A plurality of bus bars 40 may be included in the flexible substrate assembly C. Each of the individual bus bars 41 may be separated from each other or may be continuously connected to each other through a bridge 45. In this embodiment, as shown in FIG. 3, a plurality of individual bus bars 41 are continuously connected to each other to form a total of two long bus bar strips. Two long bus bar strips may be disposed on both sides of the flexible substrate 30, respectively.

At the end of the bus bar 40 is a bus bar connection part 42. The bus bar connection part 42 is for connection with the outside, and a power supply part (not shown) may be connected thereto. Power of the battery module may be supplied to the outside through the bus bar connection part 42 or, conversely, external power may be supplied to the battery module.

The bus bar 40 has a cell connection end 43. The cell connection end 43 is a portion extending from the bus bar 40 and has a substantially rectangular plate shape. The cell connection end 43 is a part connected to a battery cell, and a bus bar hole 46 is formed in the cell connection end 43. The bus bar hole 46 is made through the cell connection end 43 and is formed at the center of the cell connection end 43 . A component mounting protrusion 116 of the first lower assembly frame 110, which will be described below, is inserted into the bus bar hole 46. When the component mounting protrusion 116 is inserted into the bus bar hole 46, the bus bar 40 can be fixed to an accurate mounting position on the first lower assembly frame 110.

Referring to FIG. 7 , an inclined edge portion 43a is formed on the bus bar 40 . The inclined edge portion 43a is formed on the edge surface of the bus bar 40, and is formed so that the thickness (upper and lower width) of the bus bar 40 becomes narrower toward the end. The inclined edge portion 43a may be continuously formed along the edge of the bus street.

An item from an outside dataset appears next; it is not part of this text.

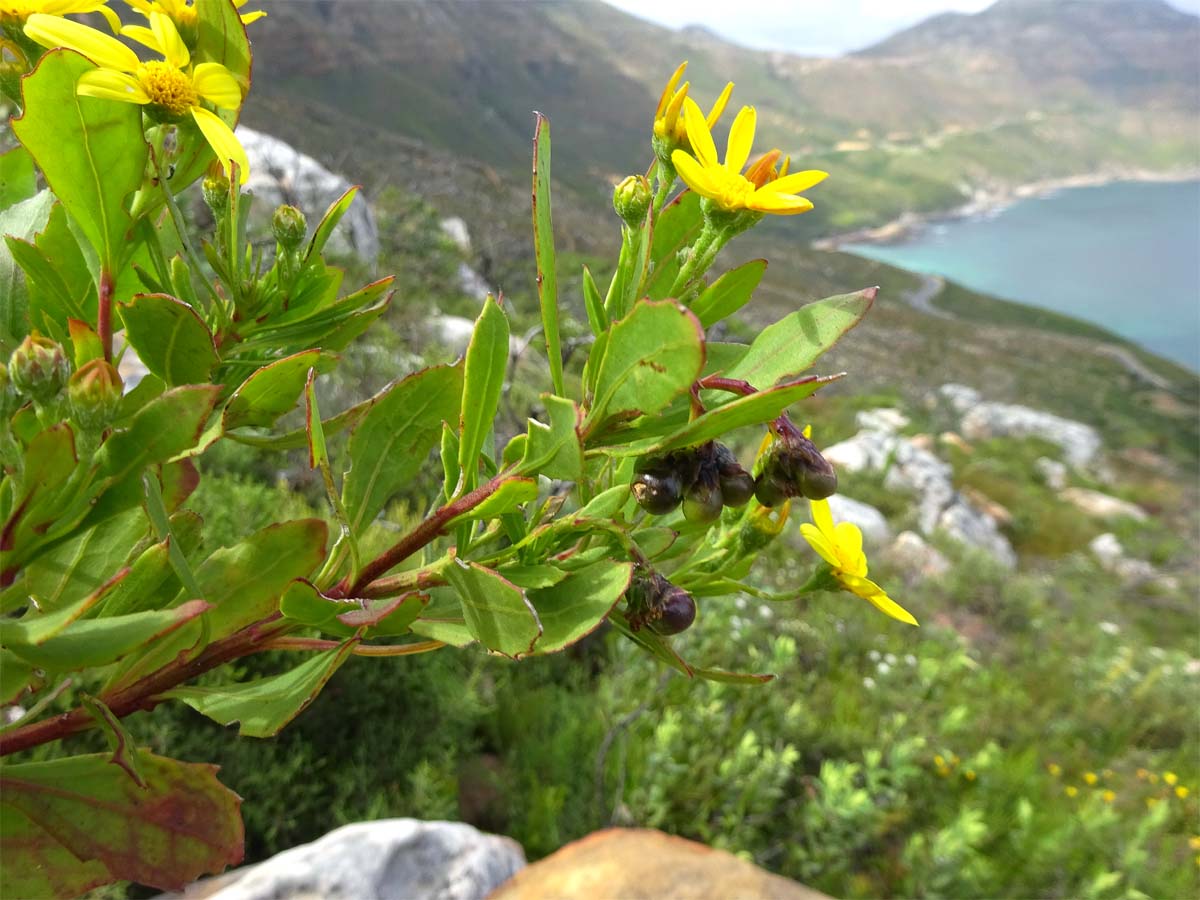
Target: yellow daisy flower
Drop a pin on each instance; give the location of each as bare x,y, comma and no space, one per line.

The inclined edge portion 43a improves the flowability of the adhesive A present between the first film 10 and the second film 20 . If the inclined edge portion 43a is omitted and the edge of the bus bar 40 is formed orthogonally, the flow of the adhesive A is cut off near the edge of the bus bar 40 due to the steep slope of the edge, so that the adhesive is filled. Undesirable voids may be formed.

In this embodiment, the inclined edge portion 43a is formed in an inclined surface shape in which upper and lower portions are symmetrical at the edge of the bus bar 40, but, unlike this, the inclined edge portion 43a may be formed in a curved surface. In addition, the inclined edge portion 43a may be formed on only one of the upper and lower surfaces of the bus bar 40 .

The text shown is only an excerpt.